The National Archives of Afghanistan (آرشیف ملی افغانستان; د افغانستان ملي ارشیف) are located in a historical building in the southern Shahr-e Naw neighborhood of Kabul, Afghanistan, near the Jamhuriat Hospital and Malalai High School. It contains thousands of important items, including antique furniture once used by Abdur Rahman Khan, the Emir of Afghanistan from 1880 to 1901.

== History ==
Items held in the National Archives are kept in a small palace built in 1892 in Kabul by Emir Abdur Rahman Khan. As the archives were established in 1973, renovations began on the building, which had fallen into disrepair. The restoration, which included interior decorations such as painted tin ceiling tiles and woodcarvings, was completed in 1978. However, the wide scope of violence taking place in Afghanistan prevented the archives from fully opening for years. In 1979, the archives were placed under the control of Afghanistan's Ministry of Information and Culture. In 2002, a new building serving as an extension of the National Archives was opened.

Resources in the Archives are not comprehensively cataloged, but many thousands of the documents are inventoried.

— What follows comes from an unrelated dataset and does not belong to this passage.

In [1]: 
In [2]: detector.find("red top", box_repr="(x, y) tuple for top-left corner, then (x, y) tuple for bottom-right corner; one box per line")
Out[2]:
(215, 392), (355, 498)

Due to the numerous transfers of power in Afghanistan, the National Archive's administration fears the loss of certain books or manuscripts.

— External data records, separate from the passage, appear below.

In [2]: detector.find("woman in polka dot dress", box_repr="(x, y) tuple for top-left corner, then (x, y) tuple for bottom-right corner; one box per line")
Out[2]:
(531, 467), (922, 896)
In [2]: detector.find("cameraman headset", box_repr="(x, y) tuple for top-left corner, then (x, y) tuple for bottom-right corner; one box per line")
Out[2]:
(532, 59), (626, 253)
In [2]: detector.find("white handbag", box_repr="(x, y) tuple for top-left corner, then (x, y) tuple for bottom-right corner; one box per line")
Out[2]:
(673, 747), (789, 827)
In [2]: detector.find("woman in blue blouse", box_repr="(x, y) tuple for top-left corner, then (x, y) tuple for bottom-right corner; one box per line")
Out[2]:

One of the oldest archival documents was written and sealed by Tamerlane in the 14th century. The most precious books, ancient Korans illuminated with gold letters, date back four to five centuries. One written by Mostafa Heravi is dated 1799 but most manuscript sources of Afghan history do not have a name or date.

Electricity was introduced in the National Archives relatively recently, and a lack of safe conservation has led to various issues. In 2007, some 1,200 books were in imminent danger, due to the failure of the air conditioning system and lack of climate control.

The National Archives has had a contentious relationship with the government. According to the chief of the National Archives of Afghanistan, Masuma Nazari, “There are thousands of historical documents that yet to be provided to National Archives for better protection according to the law. As many as 5,000 documents are available with the presidential palace but not provided to the archive despite several request calls”. Hundreds of documents considered important are in the hands of citizens, and the Archives do not have the money to buy them back.

==Collection==
The national archives currently has on display around 9,000 historical items, including 70 historical Korans.

The archive hosts resources including valuable manuscripts, "photos, documents, journals, postage stamps, decrees, family trees, audio and video cassettes".

Reports of the number of items in the archive vary, but generally range from 130,000-180,000 total documents, and 7,700-9,000 manuscripts.

To access the archives, a visitor must gain permission by filling out a form that determines the researcher's needs and presenting a letter from the institution or organization they are a part of. Other visitors are greeted in the exhibition area which displays photocopies of important documents, with some signs written in English.